That is correct. Moody’s has slashed the growth rate in GDP for the fiscal year 2019-20 from its original estimate of 6.2% to 5.8%. There were some clear reasons given by Moody’s for the same. Here are a few key justifications that Moody’s has provided.

· One of the major reasons that Moody’s has given is the slowdown in consumption. According to Moody’s, for a consumption driven economy like India, any slowdown in consumption could have implications for demand, incomes and growth at multiple levels.

· The second reason given by Moody’s is the weak investment cycle in India. High frequency indicators like the core sector growth have been pointing towards weak investment levels. That is bad for future growth drivers for the economy.

· Moody’s has also pointed to the extent of bad loan stress in the economy. The debt crisis is far from over, according to Moody’s and some of the stress of NBFCs, realty and power could spill over to the banking system. Moody’s has also raised some red flags about the likelihood of consumer loan defaults increasing in the days to come.

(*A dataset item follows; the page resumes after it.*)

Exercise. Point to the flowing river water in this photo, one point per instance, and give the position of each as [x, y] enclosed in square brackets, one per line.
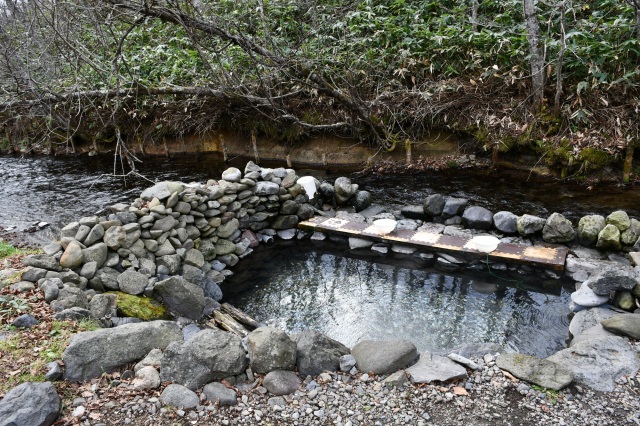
[346, 296]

· Moody’s has also pointed out to the stress on rural incomes as a reason for the growth downgrade. Rural households contribute substantially to demand due to their high propensity to consume. The low inflation in rural areas is indicative of the fact that spending stress continues to be high in these areas.

· The big trigger for Moody’s has most likely come from RBI slashing its growth forecast for 2019-20 from 6.9% to 6.1%. This came in the aftermath of the ADB and the OECD also downgrading India growth. S&P has already pegged growth at well below the 6% mark.

· There is also a sequential reason for this downgrade. India GDP grew at 5% in Q1 and is expected to grow at 5.3% in Q2. That means even to achieve 6% growth for the full year, the GDP will have to grow by nearly 7% in the last two quarters, which as of now does look a tad challenging. That was the trigger for the Moody’s downgrade of GDP growth.